Telephone health coaching is used to provide guidance and support to patients with long term conditions. It involves regular phone calls between patient and health professional to promote healthy behaviours, help patients to manage their condition more independently, and identify any problems before they become critical.
As a result, it is thought that hospital admissions will be prevented, saving costs for healthcare systems. However, the current evidence base is unclear.
So Ernst and Young and the Nuffield Trust were commissioned by the Department of Health to evaluate the impact of England's largest telephone health coaching service (Birmingham OwnHealth®) on hospital use and associated costs.
They analysed data from the first two years of the scheme (2006 to 2008), concerning 2,698 patients (average age 65 years) with heart failure, coronary heart disease, diabetes or chronic lung disease (COPD), and a history of inpatient or outpatient hospital use.
Intervention patients received a personalised care plan and a monthly telephone call from a care manager, typically lasting for 15 minutes. Matched control patients received usual care, which did not include telephone health coaching.
The annual number of emergency admissions increased by 0.05 per head more among intervention patients than matched controls (a relative increase of 13.6%).
Outpatient attendances also increased by 0.37 per head more among intervention patients than controls, while secondary care costs rose by £175 per head more among intervention patients than controls.
Further checks showed that the researchers were unlikely to have missed reductions in emergency admissions because of unseen differences between intervention and matched control groups.
In summary, the authors say there was no evidence of reductions in hospital admissions, and no savings were detected from which to offset the cost of the intervention.
Adam Steventon, Senior Research Analyst at the Nuffield Trust, who led the analysis for the study, said: "Policy makers are hoping that, by improving community-based care, unnecessary hospital admissions can be avoided. Birmingham OwnHealth appears not to have achieved this aim, at least in the period that we studied. However, the effect of new services depends on the details of how they are implemented, and on the surrounding context, so it might be possible to improve the model."

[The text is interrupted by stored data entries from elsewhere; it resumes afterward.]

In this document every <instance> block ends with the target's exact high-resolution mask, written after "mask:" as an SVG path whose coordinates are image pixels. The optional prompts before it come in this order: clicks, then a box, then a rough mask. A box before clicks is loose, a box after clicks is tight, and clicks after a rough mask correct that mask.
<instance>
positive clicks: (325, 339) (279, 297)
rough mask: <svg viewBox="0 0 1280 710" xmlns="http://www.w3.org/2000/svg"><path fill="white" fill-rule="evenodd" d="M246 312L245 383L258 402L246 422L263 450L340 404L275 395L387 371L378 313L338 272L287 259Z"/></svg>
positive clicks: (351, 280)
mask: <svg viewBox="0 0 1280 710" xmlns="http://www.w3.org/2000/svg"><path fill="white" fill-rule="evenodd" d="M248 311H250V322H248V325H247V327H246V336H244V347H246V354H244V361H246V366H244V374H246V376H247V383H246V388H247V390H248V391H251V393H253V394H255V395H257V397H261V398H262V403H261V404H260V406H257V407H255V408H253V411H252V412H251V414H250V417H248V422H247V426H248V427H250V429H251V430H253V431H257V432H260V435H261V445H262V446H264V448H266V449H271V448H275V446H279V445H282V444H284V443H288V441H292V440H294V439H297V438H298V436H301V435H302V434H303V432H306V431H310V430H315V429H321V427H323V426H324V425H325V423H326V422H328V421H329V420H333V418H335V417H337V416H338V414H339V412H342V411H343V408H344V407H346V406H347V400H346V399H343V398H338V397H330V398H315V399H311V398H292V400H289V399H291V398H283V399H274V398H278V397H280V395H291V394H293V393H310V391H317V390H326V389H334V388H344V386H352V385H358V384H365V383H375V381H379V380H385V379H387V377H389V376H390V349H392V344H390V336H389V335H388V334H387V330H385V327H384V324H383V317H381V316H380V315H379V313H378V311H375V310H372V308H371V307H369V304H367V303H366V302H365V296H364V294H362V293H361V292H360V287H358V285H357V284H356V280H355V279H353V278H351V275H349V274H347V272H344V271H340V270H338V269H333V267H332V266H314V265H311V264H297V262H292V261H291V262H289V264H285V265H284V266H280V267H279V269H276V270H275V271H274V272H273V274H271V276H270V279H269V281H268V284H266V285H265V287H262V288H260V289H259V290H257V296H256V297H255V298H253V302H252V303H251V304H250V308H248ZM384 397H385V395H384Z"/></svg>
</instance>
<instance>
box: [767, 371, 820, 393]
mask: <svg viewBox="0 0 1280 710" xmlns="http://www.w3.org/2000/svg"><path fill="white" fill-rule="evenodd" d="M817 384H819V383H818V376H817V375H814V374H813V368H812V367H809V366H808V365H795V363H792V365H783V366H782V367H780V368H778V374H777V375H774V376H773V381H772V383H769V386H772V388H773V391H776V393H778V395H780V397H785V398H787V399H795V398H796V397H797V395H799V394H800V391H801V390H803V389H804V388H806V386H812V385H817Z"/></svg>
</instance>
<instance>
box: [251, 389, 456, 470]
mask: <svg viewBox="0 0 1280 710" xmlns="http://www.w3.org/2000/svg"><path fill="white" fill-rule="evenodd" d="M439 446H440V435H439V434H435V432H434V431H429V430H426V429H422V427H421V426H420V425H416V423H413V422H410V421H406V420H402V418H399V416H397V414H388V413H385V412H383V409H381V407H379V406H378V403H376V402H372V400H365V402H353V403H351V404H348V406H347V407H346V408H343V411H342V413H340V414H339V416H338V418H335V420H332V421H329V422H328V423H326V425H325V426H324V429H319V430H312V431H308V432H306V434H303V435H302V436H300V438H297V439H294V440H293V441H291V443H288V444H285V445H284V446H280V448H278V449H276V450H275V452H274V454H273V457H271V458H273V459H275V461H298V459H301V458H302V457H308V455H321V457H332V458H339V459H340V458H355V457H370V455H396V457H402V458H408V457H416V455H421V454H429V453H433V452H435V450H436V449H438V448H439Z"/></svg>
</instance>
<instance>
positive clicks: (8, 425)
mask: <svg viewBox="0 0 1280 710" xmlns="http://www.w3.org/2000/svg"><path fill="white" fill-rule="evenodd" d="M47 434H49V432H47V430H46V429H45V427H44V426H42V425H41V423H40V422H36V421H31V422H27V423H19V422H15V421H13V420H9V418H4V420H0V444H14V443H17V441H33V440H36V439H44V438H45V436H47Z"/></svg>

Adam Steventon also summarises the findings in a video abstract. Dr Steventon says although the results were disappointing, the question remains whether other parts of the NHS could implement health coaching. He believes that more needs to be done about the elements that make up a successful hospital avoidance programme and "one of the largest lessons is to try to use some of the techniques that we implemented on an ongoing basis to improve care".
More information: Effect of telephone health coaching (Birmingham OwnHealth) on hospital use and associated costs: cohort study with matched controls, BMJ, 2013.